Menjemput Malam Kemenangan : Sakralitas dan Formalitas

Blog Single

Tradisi malam takbiran marak dilakukan menjelang idul fitri, tepatnya pada malam 1 Syawal oleh Muslim di seluruh belahan dunia termasuk di Indonesia. Umat islam di segala penjuru dunia akan beramai-ramai mengumandangkan takbir secara serentak. Di berbagai daerah di nusantara terdapat beragam tradisi unik malam takbiran untuk menyambut esok hari di hari yang fitri. Kegiatan ini dilakukan sebagai salah satu cara untuk merayakan kemenangan  setelah berpuasa sebulan penuh selama ramadan.

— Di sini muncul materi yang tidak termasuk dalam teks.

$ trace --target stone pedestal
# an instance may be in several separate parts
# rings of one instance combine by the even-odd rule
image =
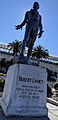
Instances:
[[[15,64],[8,72],[0,105],[6,116],[47,116],[45,68]]]

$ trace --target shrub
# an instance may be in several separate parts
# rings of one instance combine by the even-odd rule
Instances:
[[[55,89],[55,90],[58,90],[58,82],[55,82],[55,83],[54,83],[54,89]]]

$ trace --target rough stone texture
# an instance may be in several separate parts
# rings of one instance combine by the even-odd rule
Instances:
[[[15,64],[7,72],[0,105],[6,116],[47,116],[45,68]]]

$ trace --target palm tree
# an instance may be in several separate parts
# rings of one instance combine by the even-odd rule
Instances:
[[[20,53],[22,42],[19,40],[12,41],[8,44],[9,52],[13,51],[13,56],[17,56],[17,53]]]
[[[35,47],[32,51],[32,57],[36,57],[36,58],[48,58],[49,57],[49,53],[48,50],[45,49],[44,47],[42,47],[41,45]]]

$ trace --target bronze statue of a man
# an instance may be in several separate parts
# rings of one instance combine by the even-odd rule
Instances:
[[[20,56],[24,56],[25,47],[28,47],[27,59],[30,57],[34,42],[38,35],[38,38],[42,36],[42,17],[38,12],[39,3],[34,2],[33,8],[25,13],[23,22],[20,25],[15,26],[16,30],[22,29],[26,24],[26,30],[24,35],[24,40],[22,43],[22,49]],[[39,31],[39,34],[38,34]]]

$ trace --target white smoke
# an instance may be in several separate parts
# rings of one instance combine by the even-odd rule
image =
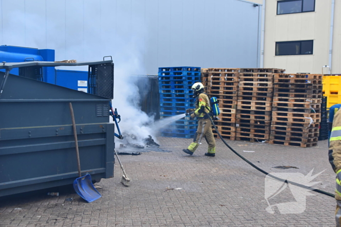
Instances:
[[[60,9],[70,6],[65,6],[66,2],[56,2],[53,4]],[[82,2],[84,5],[83,7],[79,5],[77,10],[83,8],[84,11],[84,7],[98,7],[95,1],[92,2],[92,6],[91,3]],[[1,45],[55,49],[57,61],[95,61],[102,60],[104,56],[112,56],[114,65],[114,99],[112,104],[114,109],[116,108],[121,116],[119,123],[121,131],[134,135],[136,140],[133,141],[134,143],[142,145],[143,140],[150,135],[155,139],[155,133],[148,126],[153,122],[154,119],[147,116],[139,108],[140,97],[136,86],[138,78],[131,76],[146,74],[144,64],[140,60],[146,51],[144,49],[146,46],[143,36],[147,29],[145,26],[140,26],[143,25],[140,21],[144,21],[144,18],[130,18],[132,21],[138,21],[140,26],[134,26],[133,31],[127,31],[123,27],[117,26],[119,22],[111,20],[114,18],[112,15],[87,15],[83,11],[82,17],[85,17],[82,19],[79,17],[82,14],[76,13],[75,18],[70,17],[69,14],[67,19],[64,14],[66,13],[62,11],[57,13],[49,11],[49,13],[55,14],[45,16],[40,12],[44,7],[40,6],[36,11],[31,7],[28,12],[26,10],[28,6],[25,5],[14,11],[13,13],[3,14],[3,19],[8,26],[4,29],[2,28],[3,32],[5,32],[2,35],[3,41],[7,42]],[[105,10],[109,10],[102,9]],[[117,12],[121,15],[125,14],[121,9]],[[127,13],[127,15],[131,15]],[[57,17],[58,14],[60,14],[60,17]],[[101,24],[96,22],[99,18]],[[115,18],[117,20],[125,19],[120,19],[119,16]],[[62,69],[88,70],[87,67]],[[156,69],[155,71],[157,70]],[[113,122],[111,119],[111,121]],[[117,133],[117,130],[115,132]],[[118,140],[116,141],[119,143]]]

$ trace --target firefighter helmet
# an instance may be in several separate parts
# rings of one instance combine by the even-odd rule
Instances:
[[[204,85],[200,82],[195,83],[192,86],[193,95],[194,97],[197,97],[199,94],[204,92]]]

Dalam merayakan malam tersebut ada begitu banyak macam cara yang biasa dilakukan mulai dari takbir keliling dengan pawai mengililingi penjuru kota menggunakan kendaraan mobil yang dilengkapi dengan hiasan lampu kelap-kelip. Tidak mau ketinggalan juga motor beriringan dengan knalpot yang dinyaringkan membuat bising telinga. Juga mulai diramaikan dengan musik dugem (dunia gemerlap) yang menggunakan sound system besar di pinggir jalan dengan alunan musik rock, DJ dan lain-lain, serta dilengkapi dengan joget erotis. Pada malam itu sudah tidak lagi menggambarkan malam takbiran yang penuh hikmah, malam yang sakral, malam yang ditunggu-tunggu umat Islam untuk meningkatkan kualitas keimanannya dengan bertakbir dan bertahmid. Itu terjadi karena ulah sekelompok kecil masyarakat yang tidak atau belum paham akan makna, dan esensi malam takbiran yitu untuk bertakbir dan bertahmid bukan untuk hura-hura, apalagi dengan cara-cara yang tidak etis, melanggar ajaran agama, norma dan adat ke-timur-an yang dapat merubah makna substantif malam takbiran dengan diperdengarkannya musik ala dugem.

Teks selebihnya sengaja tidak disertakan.